I have a large externally generated xml file that has some invalid characters, a backslash in my case. I know what to replace these fields with, so I can gedit a single file and fix it manually. However there are many of these files, all with the same problem. I would like to write a bash script to fix them all.

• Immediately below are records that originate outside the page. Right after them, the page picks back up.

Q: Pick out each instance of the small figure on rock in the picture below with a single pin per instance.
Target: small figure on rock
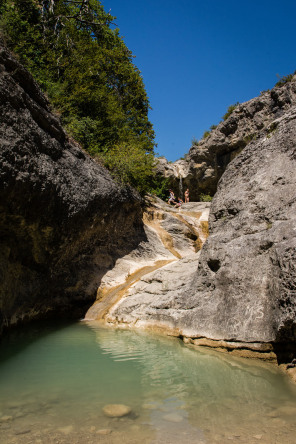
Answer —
(186, 194)
(172, 199)
(179, 202)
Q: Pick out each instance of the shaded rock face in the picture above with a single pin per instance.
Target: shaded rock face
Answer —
(245, 285)
(207, 161)
(243, 289)
(63, 220)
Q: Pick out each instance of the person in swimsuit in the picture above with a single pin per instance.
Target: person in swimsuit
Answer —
(186, 195)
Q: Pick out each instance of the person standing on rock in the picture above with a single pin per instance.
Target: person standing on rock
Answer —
(172, 199)
(186, 194)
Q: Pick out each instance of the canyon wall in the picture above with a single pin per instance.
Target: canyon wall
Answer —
(242, 293)
(63, 220)
(207, 159)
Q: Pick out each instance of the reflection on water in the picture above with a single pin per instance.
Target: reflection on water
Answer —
(54, 384)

Problem The problematic section looks like this.
<root>
<array>
<dimension> dim="1">gridpoints</dimension>
<field> a </field>
<field> b </field>
<field> c </field>
<field> \00\00\00 </field>
<field> \00\00\00 </field>
<field> \00\00\00 </field>
<set>
All the data
</set>
</array>
</root>
Desired output
<root>
<array>
<dimension> dim="1">gridpoints</dimension>
<dimension> dim="2">morepoints</dimension>
<dimension> dim="3">evenmorepoints</dimension>
<field> a </field>
<field> b </field>
<field> c </field>
<field> d </field>
<field> e </field>
<field> f </field>
<set>
All the data
</set>
</array>
</root>
Fix so far I have already found a way to remove the offending backslashes using perl, but then I can't figure out how to edit the fields individually as the below code gets the desired solution, but with each field having entry "a"
#!/bin/bash
perl -CSDA -pe'
s/[^\x9\xA\xD\x20-\x{D7FF}\x{E000}-\x{FFFD}\x{10000}-\x{10FFFF}]+//g;
' file.xml > temp.xml
xmlstarlet ed -u "/root/array/field" -v "a" temp.xml > file_fixed.xml
I will also gladly take any advice on how to do this more efficiently. Thank you.
Edit As requested by zdim, I have added an example that is more representative of the full file I am dealing with.
<root>
<path1>
<array>
<dimension> dim="1">gridpoints</dimension>
<field> a </field>
<field> b </field>
<field> c </field>
<field> \00\00\00 </field>
<field> \00\00\00 </field>
<field> \00\00\00 </field>
<set>
All the data
</set>
</array>
</path1>
<path2>
<array>
<dimension> dim="1">gridpoints</dimension>
<field> Behaves Correctly </field>
</array>
</path2>
</root>
It should be noted that I receive these files as output from another program and then need to fix them before feeding them into the next. I am no where near experienced with xml, which is why I may have missed some obvious solutions.